5. Make Your First Payment
Now that you’ve gathered all the details, it’s time to make your first payment. Register with your loan servicer’s website and keep the login details handy, whether that’s on a notepad near your desk or in a password manager.
Each loan servicer has its own way of handling payments. Bookmark the payment site so you can easily get there when you need to make a payment. If you set up autopay, keep an eye on your inbox. You should get details that your payment is scheduled to be deducted from your account on a set day or you’ll get a notification when the payment is completed.
Plan for the Long Term
Repaying student loans is a marathon, not a sprint. And like any long-term commitment, you may run into issues or hiccups along the way.
If you ever have trouble making payments, contact your loan servicer right away.

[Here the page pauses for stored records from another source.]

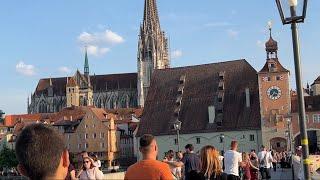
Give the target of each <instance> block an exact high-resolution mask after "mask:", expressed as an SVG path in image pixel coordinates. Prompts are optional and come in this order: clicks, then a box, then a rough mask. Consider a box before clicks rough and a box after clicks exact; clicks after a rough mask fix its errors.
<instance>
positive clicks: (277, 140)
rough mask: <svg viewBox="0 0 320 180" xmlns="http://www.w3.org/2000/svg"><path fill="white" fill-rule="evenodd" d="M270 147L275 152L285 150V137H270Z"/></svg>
mask: <svg viewBox="0 0 320 180" xmlns="http://www.w3.org/2000/svg"><path fill="white" fill-rule="evenodd" d="M270 147H271V149H273V150H276V151H277V152H282V151H286V150H287V139H285V138H282V137H275V138H272V139H270Z"/></svg>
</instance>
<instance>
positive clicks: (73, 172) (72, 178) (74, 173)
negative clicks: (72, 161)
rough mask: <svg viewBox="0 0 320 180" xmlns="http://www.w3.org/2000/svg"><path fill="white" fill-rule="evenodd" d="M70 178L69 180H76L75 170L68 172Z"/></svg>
mask: <svg viewBox="0 0 320 180" xmlns="http://www.w3.org/2000/svg"><path fill="white" fill-rule="evenodd" d="M70 177H71V180H77V179H78V178H76V170H72V171H71V172H70Z"/></svg>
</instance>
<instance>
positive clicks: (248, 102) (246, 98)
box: [245, 88, 250, 108]
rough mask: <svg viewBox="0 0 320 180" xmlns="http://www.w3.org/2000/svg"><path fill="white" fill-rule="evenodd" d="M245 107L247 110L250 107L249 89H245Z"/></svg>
mask: <svg viewBox="0 0 320 180" xmlns="http://www.w3.org/2000/svg"><path fill="white" fill-rule="evenodd" d="M245 91H246V107H247V108H249V107H250V90H249V88H246V90H245Z"/></svg>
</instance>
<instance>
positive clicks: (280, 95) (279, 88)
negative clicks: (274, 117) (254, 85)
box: [267, 86, 281, 100]
mask: <svg viewBox="0 0 320 180" xmlns="http://www.w3.org/2000/svg"><path fill="white" fill-rule="evenodd" d="M267 95H268V97H269V98H270V99H272V100H277V99H279V98H280V97H281V89H280V88H279V87H278V86H271V87H270V88H269V89H268V90H267Z"/></svg>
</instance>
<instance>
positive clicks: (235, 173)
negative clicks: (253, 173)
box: [224, 141, 243, 180]
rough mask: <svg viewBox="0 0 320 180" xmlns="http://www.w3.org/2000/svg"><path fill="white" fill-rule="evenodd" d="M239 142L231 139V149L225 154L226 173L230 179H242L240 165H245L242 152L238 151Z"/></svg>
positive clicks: (235, 179) (226, 152) (236, 179)
mask: <svg viewBox="0 0 320 180" xmlns="http://www.w3.org/2000/svg"><path fill="white" fill-rule="evenodd" d="M237 149H238V142H237V141H231V149H230V150H228V151H226V153H225V154H224V165H225V171H224V172H225V173H226V174H227V175H228V180H240V176H239V167H240V166H243V164H242V156H241V153H239V152H237Z"/></svg>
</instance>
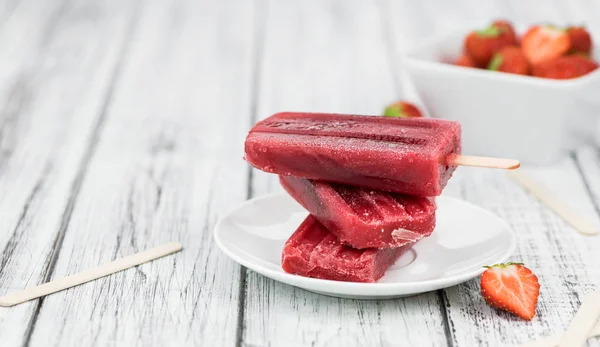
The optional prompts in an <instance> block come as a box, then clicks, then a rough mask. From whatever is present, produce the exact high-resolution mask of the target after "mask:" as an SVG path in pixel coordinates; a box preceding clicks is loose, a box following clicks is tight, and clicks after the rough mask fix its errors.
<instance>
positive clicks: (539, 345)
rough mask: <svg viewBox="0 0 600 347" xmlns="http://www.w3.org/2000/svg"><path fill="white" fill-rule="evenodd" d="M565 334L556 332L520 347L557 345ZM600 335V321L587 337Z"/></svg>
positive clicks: (590, 336) (535, 346)
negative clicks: (549, 335)
mask: <svg viewBox="0 0 600 347" xmlns="http://www.w3.org/2000/svg"><path fill="white" fill-rule="evenodd" d="M562 336H563V334H556V335H553V336H549V337H546V338H543V339H541V340H537V341H531V342H527V343H524V344H522V345H520V346H519V347H556V346H557V345H558V344H559V343H560V339H561V338H562ZM596 336H600V322H598V323H596V326H595V327H594V329H593V330H592V331H591V332H590V333H589V334H588V336H587V338H588V339H590V338H592V337H596Z"/></svg>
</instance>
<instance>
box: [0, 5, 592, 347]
mask: <svg viewBox="0 0 600 347" xmlns="http://www.w3.org/2000/svg"><path fill="white" fill-rule="evenodd" d="M594 15H595V16H596V17H595V18H593V16H594ZM494 17H507V18H510V19H513V20H518V21H526V22H540V21H548V20H549V21H553V22H558V23H565V22H567V23H582V22H587V23H588V25H589V26H590V27H591V28H592V29H595V30H598V29H600V27H599V26H600V2H598V1H595V0H580V1H568V2H567V1H564V2H558V1H547V0H539V1H528V2H522V1H520V0H506V1H476V0H469V1H466V0H465V1H456V2H448V1H419V2H417V1H409V0H402V1H395V0H381V1H359V0H356V1H347V0H345V1H316V0H314V1H285V0H281V1H270V2H269V1H266V0H256V1H247V0H246V1H244V0H238V1H234V0H230V1H218V0H213V1H197V0H171V1H159V0H156V1H155V0H148V1H141V0H139V1H119V0H106V1H97V0H80V1H66V0H64V1H63V0H56V1H41V0H38V1H36V0H1V1H0V191H1V192H2V194H1V195H0V215H1V216H2V217H1V218H0V250H1V253H0V291H1V292H2V293H6V292H9V291H13V290H18V289H21V288H24V287H27V286H32V285H36V284H39V283H43V282H45V281H48V280H51V279H54V278H59V277H61V276H65V275H68V274H73V273H75V272H77V271H80V270H83V269H86V268H89V267H92V266H95V265H98V264H102V263H106V262H108V261H110V260H112V259H115V258H117V257H121V256H125V255H129V254H132V253H134V252H137V251H141V250H144V249H147V248H150V247H152V246H155V245H158V244H162V243H165V242H168V241H172V240H178V241H181V242H182V243H183V244H184V246H185V249H184V251H183V252H181V253H179V254H177V255H174V256H170V257H167V258H163V259H160V260H157V261H154V262H152V263H148V264H145V265H142V266H139V267H138V268H136V269H130V270H128V271H124V272H121V273H118V274H116V275H113V276H109V277H106V278H103V279H100V280H97V281H95V282H92V283H88V284H85V285H82V286H79V287H76V288H72V289H70V290H67V291H64V292H61V293H57V294H55V295H51V296H48V297H45V298H42V299H39V300H35V301H31V302H29V303H26V304H22V305H19V306H15V307H13V308H0V346H3V347H4V346H19V345H43V346H91V345H99V346H104V345H122V346H148V345H160V346H167V345H172V346H181V345H207V346H209V345H210V346H234V345H244V346H271V345H272V346H282V345H285V346H301V345H312V346H350V345H385V346H391V345H410V346H475V345H493V346H495V345H513V344H515V343H519V342H525V341H528V340H530V339H537V338H540V337H542V336H546V335H548V334H552V333H554V332H556V331H560V330H561V329H564V328H565V327H566V326H567V325H568V323H569V322H570V320H571V318H572V317H573V315H574V313H575V312H576V310H577V309H578V308H579V305H580V302H581V298H582V296H583V295H584V294H585V293H588V292H591V291H594V290H597V288H598V284H599V283H600V257H599V256H598V254H599V253H598V250H599V249H600V237H585V236H582V235H580V234H578V233H576V232H575V231H574V230H573V229H572V228H571V227H569V226H568V225H567V224H566V223H565V222H564V221H563V220H562V219H560V218H559V217H557V216H556V215H555V214H553V213H552V212H551V211H550V210H548V209H547V208H546V207H545V206H543V205H541V204H540V203H539V202H538V201H537V200H535V199H534V198H533V197H531V196H530V195H528V194H527V193H526V192H525V191H524V190H523V189H522V188H520V187H519V186H518V185H516V184H515V183H514V182H513V181H511V180H510V179H509V178H507V176H506V175H505V174H504V173H503V172H499V171H494V170H481V169H467V168H461V169H460V170H458V171H457V173H456V175H455V177H454V178H452V180H451V183H450V185H449V186H448V188H447V189H446V191H445V194H447V195H450V196H455V197H459V198H462V199H464V200H467V201H470V202H472V203H475V204H477V205H480V206H482V207H484V208H486V209H489V210H490V211H492V212H494V213H496V214H498V215H499V216H501V217H502V218H504V219H506V220H507V221H508V223H509V224H510V225H511V226H512V227H513V228H514V230H515V231H516V233H517V235H518V246H517V250H516V253H515V255H514V256H513V257H512V260H513V261H522V262H525V263H526V264H527V265H528V266H530V267H531V268H532V269H533V270H534V271H535V272H536V273H537V275H538V277H539V279H540V282H541V284H542V289H541V296H540V300H539V303H538V309H537V316H536V318H534V319H533V320H532V321H531V322H525V321H523V320H520V319H517V318H515V317H513V316H512V315H510V314H506V313H503V312H498V311H495V310H492V309H490V308H489V307H488V306H487V305H486V304H485V303H484V302H483V300H482V299H481V297H480V294H479V285H478V282H477V281H476V280H472V281H469V282H467V283H464V284H461V285H458V286H455V287H452V288H448V289H444V290H439V291H435V292H430V293H426V294H422V295H418V296H415V297H410V298H406V299H398V300H384V301H383V300H382V301H359V300H348V299H338V298H332V297H326V296H321V295H317V294H313V293H310V292H307V291H304V290H301V289H297V288H293V287H291V286H288V285H284V284H281V283H277V282H274V281H272V280H270V279H268V278H265V277H263V276H261V275H258V274H256V273H254V272H252V271H249V270H246V269H244V268H241V267H240V266H239V265H237V264H236V263H235V262H233V261H232V260H230V259H228V258H227V257H226V256H225V255H224V254H223V253H222V252H220V251H219V249H218V248H217V247H216V245H215V244H214V242H213V239H212V231H213V227H214V225H215V222H216V221H217V220H218V218H219V217H220V216H222V215H223V213H225V212H227V211H228V210H230V209H231V208H233V207H234V206H235V205H237V204H239V203H241V202H243V201H244V200H246V199H248V198H251V197H254V196H258V195H261V194H265V193H267V192H271V191H275V190H278V189H280V188H279V187H278V185H277V182H276V180H275V179H274V177H273V176H269V175H266V174H263V173H260V172H257V171H253V170H251V169H250V168H249V166H248V165H247V164H246V163H245V162H244V161H243V160H242V156H243V141H244V137H245V135H246V132H247V131H248V129H249V128H250V127H251V125H252V124H254V123H255V122H256V121H257V120H259V119H261V118H264V117H266V116H268V115H270V114H272V113H274V112H277V111H280V110H303V111H324V112H342V113H365V114H377V113H379V112H381V110H382V107H383V106H384V105H385V104H386V103H389V102H391V101H394V100H395V99H397V98H400V97H401V95H402V90H401V89H402V87H401V83H400V80H401V76H400V74H401V72H400V71H399V69H398V59H399V57H400V56H401V55H402V52H404V51H405V50H406V49H407V48H409V47H411V46H412V45H414V44H416V43H417V42H418V41H419V40H421V39H422V38H424V37H426V36H429V35H432V34H435V33H440V32H444V31H446V30H450V29H451V28H454V27H456V26H459V25H463V24H464V23H465V22H468V21H472V20H476V19H487V18H490V19H491V18H494ZM594 20H596V22H594ZM526 171H527V172H528V173H530V174H531V175H532V176H533V177H535V178H536V179H537V180H539V181H540V182H543V183H545V184H546V185H547V186H549V187H551V189H552V190H553V191H554V192H555V193H556V194H557V195H558V196H559V197H560V198H561V200H563V201H564V202H566V203H567V204H569V205H570V206H572V207H574V208H576V209H577V210H579V211H580V212H581V213H582V214H583V215H584V216H585V217H586V218H589V219H590V221H591V222H592V223H594V224H595V225H596V226H600V215H599V212H600V152H599V150H598V149H597V148H592V147H587V148H582V149H580V150H578V151H577V152H575V153H574V154H573V155H572V156H570V157H569V158H566V159H565V160H564V161H563V162H561V163H558V164H556V165H553V166H550V167H543V168H530V169H527V168H526ZM482 227H484V226H482ZM590 345H594V346H600V340H598V339H596V340H593V341H592V340H590Z"/></svg>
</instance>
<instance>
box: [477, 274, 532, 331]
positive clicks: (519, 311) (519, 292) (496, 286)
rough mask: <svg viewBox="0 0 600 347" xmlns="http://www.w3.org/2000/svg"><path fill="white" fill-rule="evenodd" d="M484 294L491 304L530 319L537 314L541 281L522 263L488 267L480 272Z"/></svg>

Explain your situation and ask about alternative payment plans. Most lenders offer deferment or forbearance options, which temporarily pause your student loan payments without penalty. If you’re on a federal income-driven plan and you lose your job or face a pay cut, you could even lower your payments to $0.
If you find yourself with cash to spare, you might consider making extra payments on your student loans. Doing so can help you pay off your debt early and potentially save you thousands of dollars in interest.
Even if you’ve set your loans on autopay, be sure to check in occasionally to see the progress you’re making. You can reevaluate your payoff strategy periodically and make sure it still makes sense for your current financial situation.